The ISIS leader at the top of the U.S. kill list is dead, according to a media arm of the terrorist organization.

The circumstances of Abu Muhammad al-Adnani's death in Aleppo, Syria, have not been confirmed. Officials in Washington — who had offered a $5 million reward for al-Adnani, the terror group's No. 2 man — had no immediate comment.

The 37-year-old, who was ISIS' charismatic director of external operations and main spokesman, is best known for issuing an edict for lone wolves to kill Westerners in September 2014.

"If you can kill a disbelieving American or European — especially the spiteful and filthy French — or an Australian, or a Canadian, or any other disbeliever from the disbelievers waging war, including the citizens of the countries that entered into a coalition against the Islamic State, then rely upon Allah, and kill him in any manner or way however it may be," he said.
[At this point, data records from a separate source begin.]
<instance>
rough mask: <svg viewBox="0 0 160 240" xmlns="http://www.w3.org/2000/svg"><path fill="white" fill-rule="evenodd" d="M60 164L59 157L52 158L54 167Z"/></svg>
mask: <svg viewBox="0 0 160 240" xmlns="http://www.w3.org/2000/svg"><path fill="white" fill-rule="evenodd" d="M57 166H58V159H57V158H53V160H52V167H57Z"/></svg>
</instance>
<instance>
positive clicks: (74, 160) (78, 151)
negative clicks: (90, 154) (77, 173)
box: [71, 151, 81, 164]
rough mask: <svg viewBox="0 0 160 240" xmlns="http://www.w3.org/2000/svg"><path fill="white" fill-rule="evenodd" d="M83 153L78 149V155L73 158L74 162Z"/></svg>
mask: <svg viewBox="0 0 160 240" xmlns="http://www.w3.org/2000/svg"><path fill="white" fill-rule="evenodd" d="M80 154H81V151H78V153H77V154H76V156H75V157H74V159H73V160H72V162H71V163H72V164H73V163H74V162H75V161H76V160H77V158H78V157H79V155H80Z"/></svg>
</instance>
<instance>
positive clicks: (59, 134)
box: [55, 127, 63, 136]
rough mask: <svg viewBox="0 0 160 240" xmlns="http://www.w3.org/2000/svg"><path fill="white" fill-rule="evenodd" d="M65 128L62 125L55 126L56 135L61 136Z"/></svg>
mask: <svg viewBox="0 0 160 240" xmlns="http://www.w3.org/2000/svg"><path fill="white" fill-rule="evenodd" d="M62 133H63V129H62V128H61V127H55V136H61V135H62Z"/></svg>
"Smash his head with a rock, or slaughter him with a knife, or run him over with your car, or throw him down from a high place, or choke him, or poison him."

As NBC News reported in December, al-Adnani was the No. 1 name on the U.S. list of ISIS leaders it wanted to kill.

"There is a large amount of evidence suggesting that he was tremendously influential in terms of pushing individuals in Western countries to carry out homegrown terrorist attacks," said Evan Kohlmann of Flashpoint, an NBC terrorism analyst.

"He is one of the top figures in ISIS. He is very closely associated with ISIS terrorist operations abroad."

Al-Adnani was one of the first foreign fighters to oppose U.S. Coalition Forces in Iraq after he crossed the border from his native Syria in 2003.

He swore allegiance to Abu Musab al-Zarqawi, the Al Qaeda in Iraq leader later killed by U.S. fighter-bombers. He reportedly was captured in 2005 and taken into custody at a camp run by the U.S. military, but was freed in 2010.

After his release, he became the chief propagandist for ISIS, and by 2014 he had assumed a top operational role. The U.S. declared him a "specially designated global terrorist" in August 2014.

His death comes less than six months after two other top ISIS officials — finance minister Haji Iman and No. 3 Omar al-Shishani — were killed.

"This is a really big blow for ISIS," said Laith Alkhouri, co-founder of Flashpoint. "It's not going to be what breaks its back but it could break the morale of fighters who idealized him so much."